Personal info
- Born: 4 April 1978 (age 48) Rochdale, England

Best statistics
- Height: 5 ft 8 in (1.73 m)
- Weight: In Season: 150 lb (68 kg) Off-Season: 160 lb (73 kg)

Professional (Pro) career
- Pro-debut: IFBB Tampa Pro; 2014;
- Best win: IFBB Omaha Pro; 2015;
- Predecessor: Anne Freitas
- Successor: Isabelle Turrell
- Active: Since 2006

= Lisa Cross =

Professional British female bodybuilder

Lisa Cross (born 4 April 1978) is a professional British female bodybuilder and pornographic actress.

==Early life and education==
Lisa was born in Rochdale in 1978. She had eating problems that began while studying for her GCSEs.
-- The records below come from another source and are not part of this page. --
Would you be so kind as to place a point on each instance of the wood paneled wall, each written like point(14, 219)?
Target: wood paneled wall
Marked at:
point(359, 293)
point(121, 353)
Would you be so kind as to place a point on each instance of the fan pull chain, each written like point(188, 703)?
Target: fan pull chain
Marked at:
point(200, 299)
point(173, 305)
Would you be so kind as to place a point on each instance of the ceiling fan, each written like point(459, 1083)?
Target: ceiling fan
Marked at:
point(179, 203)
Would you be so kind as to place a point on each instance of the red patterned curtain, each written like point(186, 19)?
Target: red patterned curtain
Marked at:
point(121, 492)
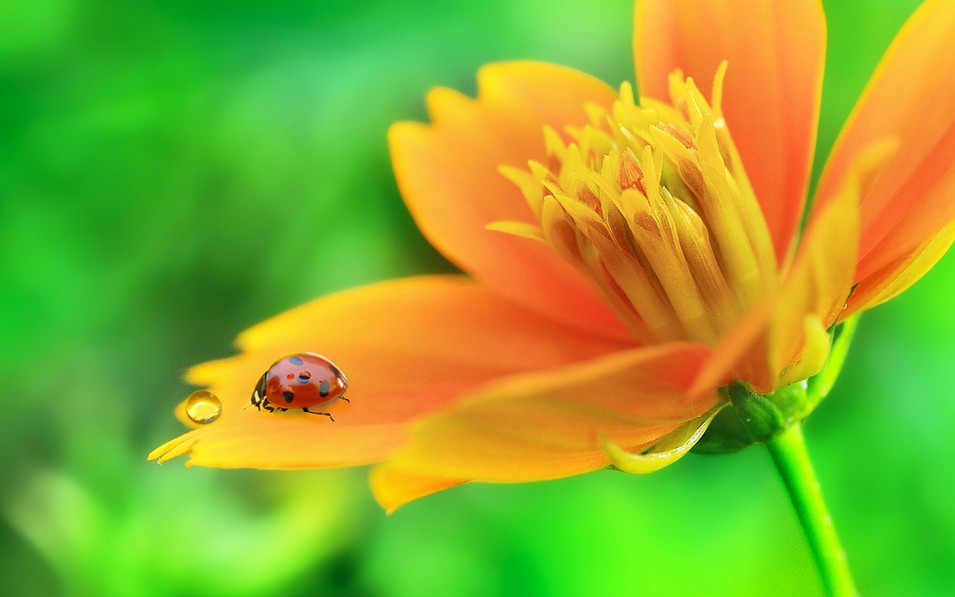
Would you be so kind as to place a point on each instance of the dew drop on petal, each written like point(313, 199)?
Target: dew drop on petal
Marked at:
point(203, 407)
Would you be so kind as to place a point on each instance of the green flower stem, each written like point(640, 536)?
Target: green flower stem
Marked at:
point(792, 461)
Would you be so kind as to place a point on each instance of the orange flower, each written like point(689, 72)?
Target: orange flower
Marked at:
point(627, 258)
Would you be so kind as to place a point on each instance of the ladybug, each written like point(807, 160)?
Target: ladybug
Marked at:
point(300, 381)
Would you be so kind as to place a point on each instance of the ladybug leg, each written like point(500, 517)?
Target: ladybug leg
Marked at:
point(312, 412)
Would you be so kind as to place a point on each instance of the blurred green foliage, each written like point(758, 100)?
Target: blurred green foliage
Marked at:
point(172, 172)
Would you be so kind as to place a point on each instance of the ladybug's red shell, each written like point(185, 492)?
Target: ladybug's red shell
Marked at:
point(300, 381)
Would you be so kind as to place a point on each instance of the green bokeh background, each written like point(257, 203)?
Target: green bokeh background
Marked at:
point(172, 172)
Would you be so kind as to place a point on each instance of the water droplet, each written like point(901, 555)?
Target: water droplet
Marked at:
point(203, 407)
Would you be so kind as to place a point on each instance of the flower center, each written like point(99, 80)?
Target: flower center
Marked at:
point(651, 202)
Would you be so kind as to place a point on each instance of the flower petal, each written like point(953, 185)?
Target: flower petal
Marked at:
point(549, 425)
point(448, 173)
point(911, 97)
point(665, 452)
point(782, 339)
point(776, 52)
point(409, 347)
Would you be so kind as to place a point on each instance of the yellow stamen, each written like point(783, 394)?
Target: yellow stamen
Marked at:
point(649, 199)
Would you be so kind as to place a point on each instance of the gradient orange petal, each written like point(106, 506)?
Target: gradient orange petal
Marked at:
point(551, 424)
point(776, 53)
point(448, 173)
point(409, 347)
point(783, 338)
point(911, 98)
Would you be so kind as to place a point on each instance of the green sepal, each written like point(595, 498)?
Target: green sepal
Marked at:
point(821, 383)
point(752, 417)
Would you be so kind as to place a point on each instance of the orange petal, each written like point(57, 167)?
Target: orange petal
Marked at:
point(550, 424)
point(911, 97)
point(895, 277)
point(448, 173)
point(782, 339)
point(776, 52)
point(408, 347)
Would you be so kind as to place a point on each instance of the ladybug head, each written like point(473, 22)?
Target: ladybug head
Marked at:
point(258, 394)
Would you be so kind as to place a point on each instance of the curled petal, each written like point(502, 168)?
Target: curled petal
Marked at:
point(910, 98)
point(449, 174)
point(665, 452)
point(409, 347)
point(549, 425)
point(776, 52)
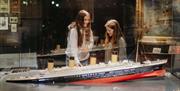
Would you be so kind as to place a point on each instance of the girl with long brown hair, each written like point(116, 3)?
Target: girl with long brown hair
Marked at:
point(114, 39)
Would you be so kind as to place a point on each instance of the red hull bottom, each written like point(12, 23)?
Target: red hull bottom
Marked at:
point(122, 78)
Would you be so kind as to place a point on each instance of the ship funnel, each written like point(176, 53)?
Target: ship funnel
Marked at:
point(50, 65)
point(114, 56)
point(71, 62)
point(93, 59)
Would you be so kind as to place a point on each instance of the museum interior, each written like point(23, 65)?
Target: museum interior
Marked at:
point(35, 32)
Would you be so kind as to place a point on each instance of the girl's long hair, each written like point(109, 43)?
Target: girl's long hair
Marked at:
point(79, 25)
point(117, 33)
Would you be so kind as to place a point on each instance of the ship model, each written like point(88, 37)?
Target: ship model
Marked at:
point(113, 71)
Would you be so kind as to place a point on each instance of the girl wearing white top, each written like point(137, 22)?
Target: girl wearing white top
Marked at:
point(80, 38)
point(114, 38)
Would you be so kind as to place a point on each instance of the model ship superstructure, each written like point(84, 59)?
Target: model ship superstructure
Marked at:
point(94, 73)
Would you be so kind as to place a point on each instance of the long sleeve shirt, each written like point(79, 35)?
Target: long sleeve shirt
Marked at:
point(72, 45)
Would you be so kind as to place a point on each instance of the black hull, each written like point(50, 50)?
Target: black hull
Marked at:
point(92, 76)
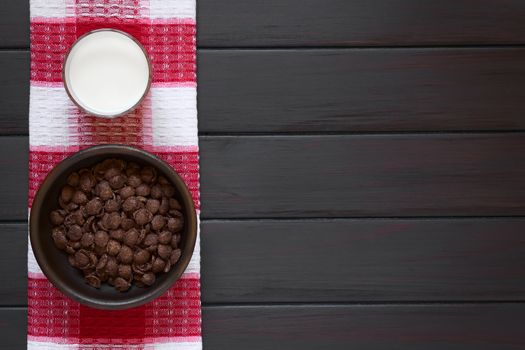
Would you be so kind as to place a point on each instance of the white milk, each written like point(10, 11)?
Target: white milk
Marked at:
point(107, 73)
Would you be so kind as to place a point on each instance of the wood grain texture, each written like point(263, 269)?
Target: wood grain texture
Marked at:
point(336, 176)
point(361, 90)
point(409, 327)
point(363, 260)
point(316, 261)
point(359, 22)
point(13, 264)
point(14, 159)
point(14, 89)
point(363, 176)
point(234, 23)
point(281, 91)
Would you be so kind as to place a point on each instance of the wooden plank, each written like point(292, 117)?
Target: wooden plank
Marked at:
point(234, 23)
point(13, 264)
point(14, 23)
point(13, 328)
point(14, 106)
point(381, 327)
point(336, 176)
point(361, 90)
point(281, 91)
point(360, 22)
point(363, 260)
point(337, 261)
point(14, 160)
point(363, 176)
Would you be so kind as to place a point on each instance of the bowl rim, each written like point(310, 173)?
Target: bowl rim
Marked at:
point(113, 150)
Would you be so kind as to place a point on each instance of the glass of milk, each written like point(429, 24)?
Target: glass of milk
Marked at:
point(107, 73)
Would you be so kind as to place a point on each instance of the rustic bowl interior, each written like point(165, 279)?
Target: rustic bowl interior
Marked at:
point(54, 262)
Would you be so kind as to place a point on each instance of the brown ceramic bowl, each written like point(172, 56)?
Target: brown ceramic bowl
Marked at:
point(53, 262)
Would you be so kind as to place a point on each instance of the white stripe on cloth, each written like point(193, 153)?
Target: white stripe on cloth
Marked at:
point(175, 116)
point(172, 9)
point(35, 345)
point(50, 109)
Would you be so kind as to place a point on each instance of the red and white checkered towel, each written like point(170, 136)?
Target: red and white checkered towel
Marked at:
point(165, 125)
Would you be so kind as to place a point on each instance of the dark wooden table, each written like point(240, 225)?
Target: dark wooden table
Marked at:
point(363, 173)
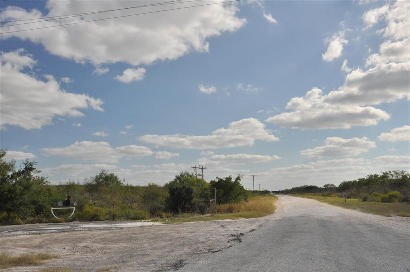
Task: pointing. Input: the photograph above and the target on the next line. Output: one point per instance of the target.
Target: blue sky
(294, 92)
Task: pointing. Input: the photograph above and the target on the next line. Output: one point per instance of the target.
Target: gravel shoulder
(124, 246)
(314, 236)
(302, 235)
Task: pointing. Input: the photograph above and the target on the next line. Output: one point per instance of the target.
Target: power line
(118, 17)
(49, 18)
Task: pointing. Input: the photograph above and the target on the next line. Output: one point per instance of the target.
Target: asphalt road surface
(306, 235)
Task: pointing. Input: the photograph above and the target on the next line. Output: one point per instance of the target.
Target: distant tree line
(389, 186)
(26, 197)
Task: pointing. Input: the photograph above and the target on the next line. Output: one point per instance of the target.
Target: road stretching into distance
(308, 235)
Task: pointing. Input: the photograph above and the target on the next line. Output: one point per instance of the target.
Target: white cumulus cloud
(19, 155)
(30, 102)
(233, 159)
(270, 18)
(206, 89)
(386, 79)
(100, 134)
(313, 112)
(335, 47)
(101, 152)
(165, 155)
(133, 39)
(399, 134)
(239, 133)
(336, 147)
(130, 75)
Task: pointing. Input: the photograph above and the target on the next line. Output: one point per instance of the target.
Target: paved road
(311, 236)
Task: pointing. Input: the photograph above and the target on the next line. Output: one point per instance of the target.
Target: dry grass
(386, 209)
(256, 206)
(57, 269)
(7, 261)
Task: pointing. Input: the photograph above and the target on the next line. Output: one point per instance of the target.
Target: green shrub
(364, 197)
(375, 197)
(137, 215)
(391, 197)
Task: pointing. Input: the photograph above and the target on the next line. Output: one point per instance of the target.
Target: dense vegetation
(26, 197)
(388, 187)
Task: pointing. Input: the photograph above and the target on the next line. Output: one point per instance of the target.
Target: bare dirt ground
(123, 246)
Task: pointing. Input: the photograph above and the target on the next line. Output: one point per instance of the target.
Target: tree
(105, 179)
(22, 192)
(188, 194)
(228, 190)
(106, 188)
(153, 199)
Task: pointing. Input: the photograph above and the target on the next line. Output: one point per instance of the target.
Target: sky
(293, 92)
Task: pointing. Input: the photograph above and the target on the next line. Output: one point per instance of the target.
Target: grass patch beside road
(256, 206)
(7, 261)
(386, 209)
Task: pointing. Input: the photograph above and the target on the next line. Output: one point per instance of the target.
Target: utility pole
(201, 167)
(253, 182)
(195, 170)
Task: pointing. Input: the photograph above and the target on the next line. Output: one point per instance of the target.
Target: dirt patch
(142, 248)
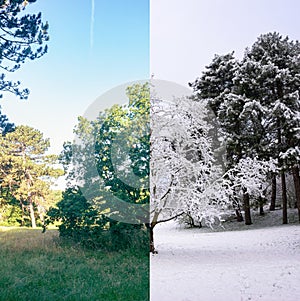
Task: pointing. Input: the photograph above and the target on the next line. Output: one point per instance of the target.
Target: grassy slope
(35, 266)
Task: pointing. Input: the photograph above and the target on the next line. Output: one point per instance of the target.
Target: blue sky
(76, 70)
(182, 38)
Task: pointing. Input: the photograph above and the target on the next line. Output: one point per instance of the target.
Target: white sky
(185, 34)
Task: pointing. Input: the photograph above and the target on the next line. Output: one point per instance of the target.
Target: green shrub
(81, 223)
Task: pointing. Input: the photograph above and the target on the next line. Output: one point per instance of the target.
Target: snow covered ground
(255, 263)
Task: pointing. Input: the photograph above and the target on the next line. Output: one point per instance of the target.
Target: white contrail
(92, 24)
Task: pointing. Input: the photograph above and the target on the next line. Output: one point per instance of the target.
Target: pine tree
(21, 39)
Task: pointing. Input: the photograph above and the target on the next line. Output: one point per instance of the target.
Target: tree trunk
(273, 196)
(32, 217)
(284, 199)
(239, 215)
(261, 206)
(296, 176)
(247, 209)
(152, 248)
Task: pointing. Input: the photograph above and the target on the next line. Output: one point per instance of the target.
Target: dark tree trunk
(32, 216)
(261, 206)
(247, 209)
(273, 196)
(236, 206)
(284, 198)
(151, 230)
(296, 177)
(239, 215)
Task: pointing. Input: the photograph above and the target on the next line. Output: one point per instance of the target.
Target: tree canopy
(21, 39)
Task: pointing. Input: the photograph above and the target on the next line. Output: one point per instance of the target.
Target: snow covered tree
(185, 177)
(274, 82)
(257, 105)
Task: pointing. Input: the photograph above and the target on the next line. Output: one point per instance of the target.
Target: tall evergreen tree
(21, 39)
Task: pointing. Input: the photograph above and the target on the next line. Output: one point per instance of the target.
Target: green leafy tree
(21, 39)
(109, 161)
(26, 170)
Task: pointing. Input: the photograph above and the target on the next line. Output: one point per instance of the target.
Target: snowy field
(255, 263)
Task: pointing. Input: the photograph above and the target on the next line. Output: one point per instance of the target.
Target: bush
(81, 223)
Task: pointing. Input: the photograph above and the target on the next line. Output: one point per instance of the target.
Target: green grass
(36, 266)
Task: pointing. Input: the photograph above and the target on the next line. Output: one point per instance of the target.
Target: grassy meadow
(37, 266)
Around the age of 15 she became anorexic. She gained all As and A*s in her GCSEs and then achieved four A-Levels which allowed her to take a degree in Russian and Politics at Birmingham University.

==Bodybuilding career==
===Amateur===
Lisa has been weight training since 2003 and has been conditioning for competitive entry since 2008. She first really got into bodybuilding in 2006 while she was living in Japan while she was teaching English. Her boyfriend at the time was a Japanese bodybuilding champion and she started reading up on bodybuilding, such as Negrita Jayde, and started training with weights. In 2007, after she got married, she went to see the 2007 Ms. Olympia competition for their honeymoon and was impressed when she saw female bodybuilders for the first time. Former UK junior champion Lewis Breed oversees her training and pre-contest preparation for bodybuilding. She competed in her debut competition at the 2009 NABBA England, placing second place behind Jennie Ellam. She then competed at the 2009 NABBA Universe achieving second place to Larissa Cunha. Her best win was first place at the UKBFF British Championships, where she won the Ladies Physique class. On 19 March 2014, she announced that she had been awarded her IFBB pro card and can now compete as a pro.

===Professional===
Lisa attended her first IFBB professional competition at the 2014 Tampa Pro, where she placed 16th place. In 2015, Alina Popa became her coach and started training at the Armbrust PRO Gym. Her training paid off when she went on to win the 2015 Omaha Pro, the first time a professional British female bodybuilder won an overall professional competition since 1999.

===Contest history===
- 2009 NABBA England - 2nd
- 2009 NABBA Universe - 2nd
- 2009 UKBFF Hercules - 1st
- 2010 UKBFF British Championships - 1st
- 2011 Arnold Amateur Europe - 4th
- 2011 Women's World Amateur Championships - 4th (HW)
- 2013 Arnold Amateur Europe - 2nd
- 2014 IFBB Tampa Pro - 16th
- 2015 IFBB Omaha Pro - 1st
- 2015 IFBB Wings of Strength Rising Phoenix World Championships - 9th
- 2016 IFBB Tampa Pro - 2nd
- 2016 IFBB Wings of Strength Rising Phoenix World Championships – 7th
- 2017 IFBB Tampa Pro - 2nd
- 2017 IFBB WOS Rising Phoenix World Championships – 9th
- 2018 IFBB Tampa Pro - 4th
- 2019 IFBB Romania Muscle Fest Pro - 6th
- 2022 IFBB WOS Rising Phoenix World Championships – 14th

==Personal life==
Cross is a former police officer and English teacher. She speaks English, French, Russian and Japanese. This is due to her time living in France, Russia and Japan. In 2014, she published her first book, Devil and Disciple – The Temptation. Her sponsors are CNP Professional, Melanotan Europe, and Powerzone Gym Equipment. She runs her own community gym. She is also a hardcore pornographic performer.